Так и есть, за поворотом засветлело озеро. Воздух не обманул. Видимо, только стихии и не обманывают. Если, конечно, не хотят наказать, как в каком-нибудь мифе. Когда до набережной оставалось метров двести, Дурила свернул налево и повел нас к огромному овальному трехэтажному дому. Было в облике дома что-то такое, что заставляло внутренне подобраться. Даже странно, обычно так действуют на психику углы и колонны, да некоторые брадобреи, у которых глаза острее бритв.
«Магистрат вечно вольного города Галеры» – было написано справа и слева от парадного подъезда на семи языках, включая арабскую вязь и китайские иероглифы.
– а эта абракадабра занимала фронтон над входом.
– Дурила, это ваш язык?
– Это язык символов, Боб. Наш язык. Хочешь понять нас, учи язык. Иначе бесполезно что-либо тебе объяснять.
– Видно, помру неучем, – вздохнул Боб. – Мне всегда с трудом давались языки. Скользкие они.
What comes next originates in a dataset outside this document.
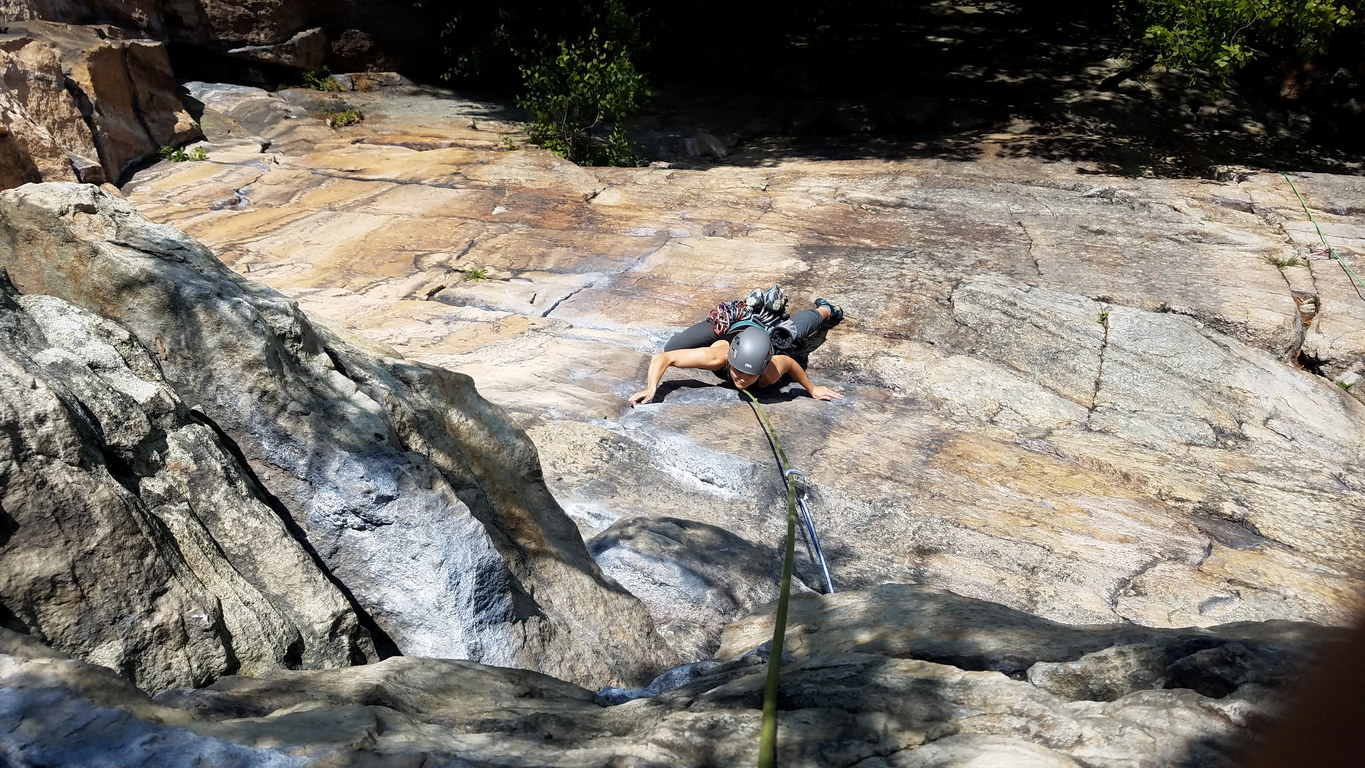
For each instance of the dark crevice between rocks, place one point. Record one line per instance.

– Рассказывай… А заливные говяжьи языки, широкие, как заливные, они же пойменные, луга, а павлиньи языки под острым маринадом «Херейро»? – Рассказчик облизнулся и остро, как маринад «Херейро», посмотрел на Боба. Тот обмяк от воспоминаний.
– Смотри, а то есть курсы языка символов. Здесь я оставляю вас одних, господа «херейры», – сказал Дурила. – Прямо, потом налево. Там вас ждут. И пойменные луга и еще многое.
– Как тебя звать-то, друг? – спросил Боб, но мужичок, ничего не ответив, покачал головой, повернулся и быстро ушел.
Перед входом сидело должностное лицо в ливрее. «Должностное лицо» – называется так потому, что по его лицу сразу видно, что оно должностное. Это как твердый сорт сыра – сразу видно, что он твердый. К твердым сырам относится, например, сыр «Советский». Его до сих пор не переименовали в сыр «Российский», наверное, оттого, что сыр «Российский» уже есть, а «Буржуазного» пока нет. Кстати, не обращали внимания на словосочетание «сухой сыр»? Не правда ли, странно: сухой сыр. Сочетание не сочетаемого. А ведь в этом сочетании и весь цимус. Так вот, оно (должностное лицо) внимательно посмотрело на нас круглыми, как дырочки в сыре, глазками и, ничего не сказав, нажало на кнопочку и пропустило нас в здание. Вертушка в проходе завертелась и пропустила нас в просторный вестибюль без какой-либо мебели, без плакатов, надписей и ковровых дорожек. Было такое ощущение, что нам сейчас предложат раздеться. Впрочем, в туннеле мы это уже проходили. Мы пошли налево, как говорил Дурила, и уткнулись в зарешеченное окошко «Бюро пропусков». Слава богу, надпись на человеческом языке. В окошке торчала табличка «Перерыв». Стандартная ситуация: всегда приходишь к концу или, в лучшем случае, к перерыву.